O melhor amigo de um Brasil chamado Salomão

O melhor amigo de um Brasil chamado Salomão

Ouvir que o Brasil é um país de dimensões continentais não é surpresa para nenhum de nós. Entretanto, conhecer um Brasil, da dimensão cultural de um Salomão, e compartilhá-lo com Ribeirão, é uma honra para poucos. Ao citar oito livros para oito fases da vida, Brasil Salomão traçou uma linha temporal para a maturidade intelectual de muitos leitores. Imaginação, percepção, consciência social, efemeridade da vida, transgressão, cultura brasileira, conhecimento mítico e testemunho ocular da história, enquanto bases temáticas sobre as quais se assenta a redação dos títulos por ele indicados, revelam degraus que a leitura nos vai permitindo subir, à medida que desenvolve, de maneira recíproca, nossa compreensão sobre si.

À “Reinações de Narizinho”, obra inauguradora do verdadeiro espaço da literatura infantil no Brasil, coube a fortuna de iniciar Salomão, então emergente do mundo de imagens comuns a todo pré-leitor, na racionalização da realidade. Pelas mãos de Lobato e da miniaturização que este fez do Brasil, ao criar o seu “Sítio do Pica-Pau Amarelo”, Brasil Salomão descobria que recursos ficcionais, na mão de um exímio escritor, muito podiam ensinar de matemática, geografia, história e ciências. No degrau seguinte, Brasil encontrou Machado. E com seus “Contos” Machado lhe ensinou, tal qual Virgílio a Dante, os muitos espelhos, cantigas, braços, cegueira e medalhões de que são feitas as repúblicas. Reflexões apropriadas para Salomão compreender de que homem, terra e luta Euclides da Cunha lhe falaria em “Os Sertões”.
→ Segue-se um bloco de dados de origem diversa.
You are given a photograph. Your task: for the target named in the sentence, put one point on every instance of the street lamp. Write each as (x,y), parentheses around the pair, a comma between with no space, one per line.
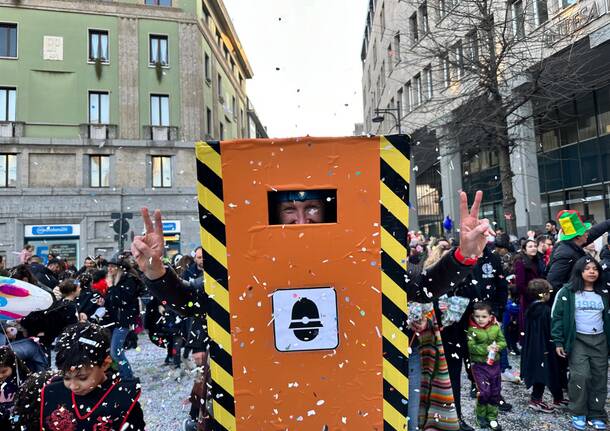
(379,118)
Mas o Brasil quis contar a Salomão “O tempo e o vento” que foram necessários para a formação de um Rio Grande logo ao Sul. E da compreensão da crise social, falta de solidariedade e cotidiano caótico, retratados por Veríssimo, seu olhar estava preparado para o Direito, enquanto profissão a ser exercida, sendo seu o primeiro réu que Kafka trouxe para ser defendido: o senhor Joseph K, que, em seu último ano de vida, é visitado em seu quarto de pensão por dois indivíduos que lhe comunicam que o mesmo está preso. E foi se ocupando em identificar de que transgressão era acusado seu cliente, em “O processo”, que Brasil descobriu de que angústia existencial, injustiça, culpa, condenação e instituições participa a Humanidade.
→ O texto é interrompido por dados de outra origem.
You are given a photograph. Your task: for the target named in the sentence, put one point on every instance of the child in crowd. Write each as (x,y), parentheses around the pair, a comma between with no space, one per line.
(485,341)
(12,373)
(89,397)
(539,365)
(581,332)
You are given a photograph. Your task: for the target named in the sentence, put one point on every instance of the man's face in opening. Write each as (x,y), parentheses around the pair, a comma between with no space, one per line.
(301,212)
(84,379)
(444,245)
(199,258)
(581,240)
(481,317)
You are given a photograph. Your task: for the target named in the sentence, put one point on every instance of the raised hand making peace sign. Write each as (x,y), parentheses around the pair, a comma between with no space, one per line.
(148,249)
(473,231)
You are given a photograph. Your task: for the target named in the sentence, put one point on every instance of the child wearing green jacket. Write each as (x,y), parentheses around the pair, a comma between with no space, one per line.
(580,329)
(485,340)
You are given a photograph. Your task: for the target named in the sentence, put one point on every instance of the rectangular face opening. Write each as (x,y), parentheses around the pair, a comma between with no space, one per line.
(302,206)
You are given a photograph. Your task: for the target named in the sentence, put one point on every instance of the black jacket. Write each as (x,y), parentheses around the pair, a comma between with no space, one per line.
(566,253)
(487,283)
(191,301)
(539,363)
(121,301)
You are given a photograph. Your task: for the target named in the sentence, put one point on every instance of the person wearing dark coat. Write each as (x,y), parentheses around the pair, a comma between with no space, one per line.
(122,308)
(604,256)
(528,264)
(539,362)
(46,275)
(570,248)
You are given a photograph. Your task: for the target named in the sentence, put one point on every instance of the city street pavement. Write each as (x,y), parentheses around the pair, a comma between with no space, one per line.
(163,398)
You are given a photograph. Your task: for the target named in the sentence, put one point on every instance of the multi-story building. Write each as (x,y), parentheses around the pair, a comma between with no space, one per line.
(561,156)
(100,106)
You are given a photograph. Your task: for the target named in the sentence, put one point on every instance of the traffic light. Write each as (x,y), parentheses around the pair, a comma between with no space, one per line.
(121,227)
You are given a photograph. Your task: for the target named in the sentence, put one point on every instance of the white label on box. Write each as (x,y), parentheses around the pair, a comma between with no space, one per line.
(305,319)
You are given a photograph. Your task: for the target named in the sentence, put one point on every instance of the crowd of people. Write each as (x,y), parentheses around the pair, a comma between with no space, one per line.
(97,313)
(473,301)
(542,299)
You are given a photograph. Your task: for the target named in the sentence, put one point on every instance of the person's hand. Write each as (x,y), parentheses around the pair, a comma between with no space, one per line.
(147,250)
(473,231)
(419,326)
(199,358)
Naqueles tempos, Salomão já era um leitor crítico, dos mais perspicazes. E suas interpretações sobre o processo que formou a sociedade brasileira encontrou eco em ninguém menos que o historiador brasileiro Sérgio Buarque de Holanda. “As raízes do Brasil” revelou-lhe Buarque de Holanda, nada mais são que um rearranjo e adaptação da cultura que se transferiu de Portugal para o Brasil. E, para animar Salomão, na empreitada de casos semelhantes nos quais este trabalharia em vida, Buarque de Holanda apresentou-lhe a Homero, que, da Grécia Antiga clamou “Canta, ó deusa, a cólera de Brasil, filho de Salomão, contra os injustiçados, e a sabedoria deste àquele empresta!”. E o fez para que Salomão, através do conhecimento mítico, melhor compreendesse a origem e a fatalidade das coisas.
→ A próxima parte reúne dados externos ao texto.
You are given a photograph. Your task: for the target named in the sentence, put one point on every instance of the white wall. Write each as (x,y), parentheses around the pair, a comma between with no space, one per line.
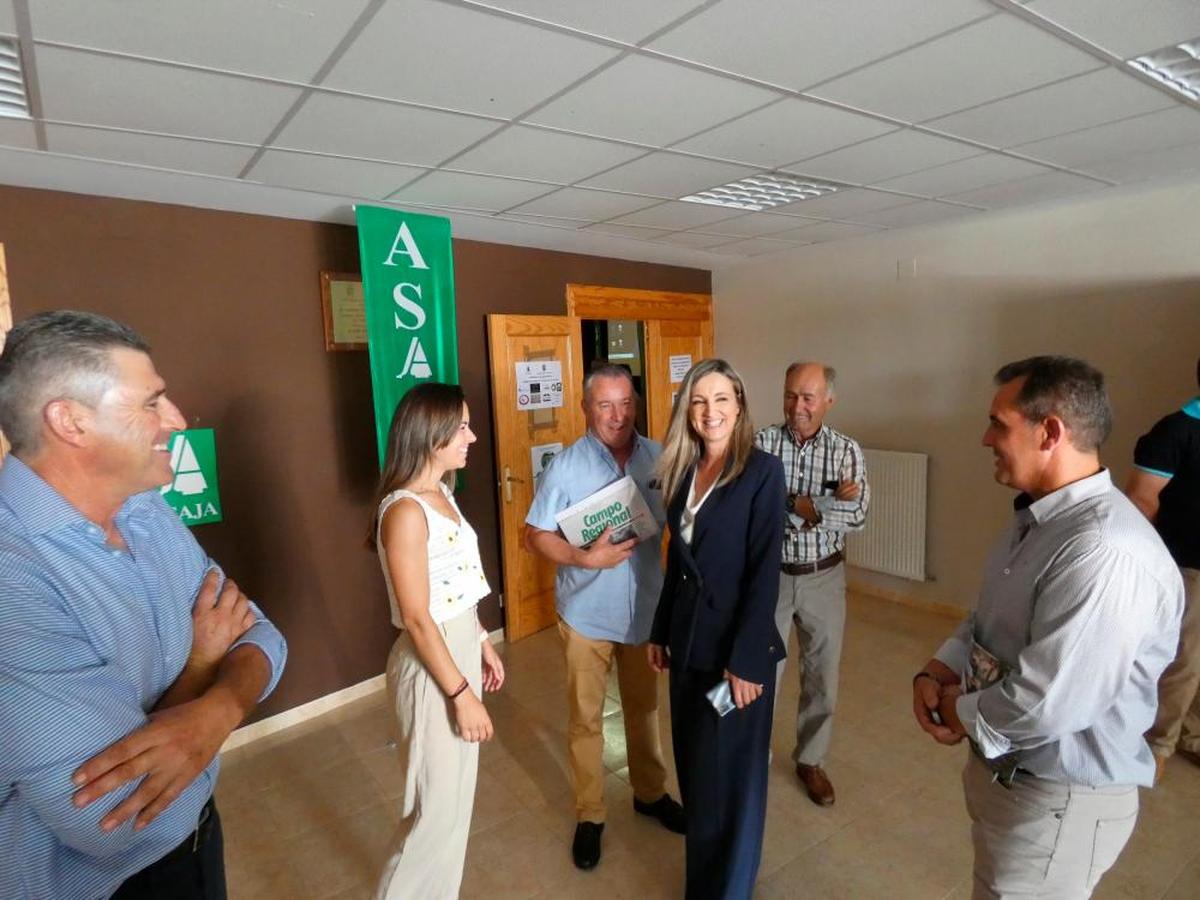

Hoje, é através destes sete filtros de leitura que Salomão saúda Saulo e o seu “Código da Vida”. Porque sabe que Saulo exerceu depoimento importante para a História, registrando, no seu código, a história de uma advocacia afetiva que vai desaparecendo à medida que o Homem não se compromete mais com valores pessoais. Do rei bíblico Salomão cita-se como exemplar a sentença dada no caso de duas mulheres que reclamavam a posse de uma criança como filho. Ao ordenar que se dividisse ao meio a criança, com base na reação de cada uma das mulheres à ordem, Salomão concluiu qual era a verdadeira mãe. Similarmente, nós, acadêmicos que somos, sentimos termos nascido jovens, devido ao prazer que nos causa a leitura crítica. E deste prazer aprendemos que, reza a literatura, dois são os melhores amigos do homem, a saber, o cão e o livro. Certamente Salomão tem a ambos, mas reconhece que, na maturidade intelectual em que se encontra, é este último, o livro, o seu colega e amigo inseparável.

Desejamos, portanto, a este Brasil, que é Salomão, que seus discípulos encontrem nestas suas indicações lições de progresso social, psicológico, antropológico e biológico para melhor compreenderem a condição humana que virá. E que a dimensão cultural de suas leituras motivadas por seu mestre, ultrapasse as dimensões continentais destes dois Brasis que temos: o homem e a nação.